Nashville will not be raising its property tax. That was the outcome of a tense 4-hour Metro Council debate that ended after midnight early Wednesday — and only after a shocking vote that drew audible gasps from the council.
It was just before 12:30 a.m. when the Metro Council voted on a proposal to raise the property tax rate by 50 cents.
People exclaimed when the results appeared on the monitors in the council chamber: “19 in favor and 19 against,” Metro Clerk Elizabeth Waites read aloud.
The tax hike would have needed a majority in favor, so the measure failed. And in the end, the tie vote allowed acting Vice Mayor Sheri Weiner to cast her vote, and she also sided against the tax, leaving the final defeat at 20-19.
Without the increased tax revenues, the final spending plan is thrifty. The budget won’t provide city employees the cost-of-living pay raises that the council promised a year ago, and it does not provide about $38 million requested by Metro Schools.
The final budget, as drawn up by Councilwoman Tanaka Vercher, does include about $2 million in cuts that will allow for raises for a small group of “paraprofessional” staff at city schools.
But Vercher apologized to the thousands of Metro employees who won’t get the pay bump they counted on.

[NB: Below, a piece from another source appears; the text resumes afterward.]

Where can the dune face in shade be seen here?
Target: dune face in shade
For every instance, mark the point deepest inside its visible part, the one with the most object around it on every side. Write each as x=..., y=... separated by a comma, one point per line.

“It breaks my heart that an expectation was set without consideration of long-term fiscal sustainability. That error is ours to own, and for that I’m truly sorry,” Vercher said. “This substitute [budget] does not do everything that I wanted to do, but it does not burden our citizens.”
Those who voted down the property tax increase mostly expressed two strands of thought: that Metro didn’t do enough to reduce spending, and that there wasn’t enough public engagement to warrant a tax increase.
“We think it’s very easy because the taxpayers apparently have an unending money source for us,” said Councilman Steve Glover. “But they don’t.”
And Councilwoman Nancy Van Reece said she was not strictly against the tax idea, but could not vote for it at this time.
“We will eventually need to do something sooner than later, but it cannot be without that public input,” she said.
In a statement, Mayor David Briley thanked the council for working through its “tough choices” and resisting the move to raise property taxes.
“It is just not the right time to impose a property tax increase on our citizens, particularly the lower-income residents who saw large increases in last year’s reappraisal,” Briley said.
The final budget does include three small amendments that were added Tuesday night:
- The council will create a “Blue Ribbon Commission” of business and civic leaders to comb through the city budget in search of savings;
- The Metro Finance Department will take a $103,000 funding cut so that a new “financial expert” can be hired for the Metro Council office;
- The Murrell School property in Edgehil will not be sold.
Some Worry About Long-Term Finances
But some say the same tax debate will be back soon — and next year will place added pressure on council members who are seeking re-election.
For her part, Vercher batted down the suggestion that Metro has reached a budget crisis.
“As a city, we’re still meeting our debt service. We’re making payroll. There’s no Metro employee layoffs and no reduction in services to our citizens,” she said.
But the council members who fought for the tax increase say more pain is to come — and potentially Metro job cuts — because an even larger budget shortfall is expected.
“We are absolutely on a path with this budget to lose an extensive number of jobs next year, and the baseline facts about that are not in dispute,” said Councilman Bob Mendes, lead sponsor of the failed tax increase.
He said finance figures show $150 million in Metro spending needs over the coming three years.
And Councilman Ed Kindall rejected the suggestion that the council could find enough cuts to make up that amount.
“The money’s not there. We can look behind all the doors we want to to try to find money,” he said. “But what worries me is we’re going to get in this fix next year.”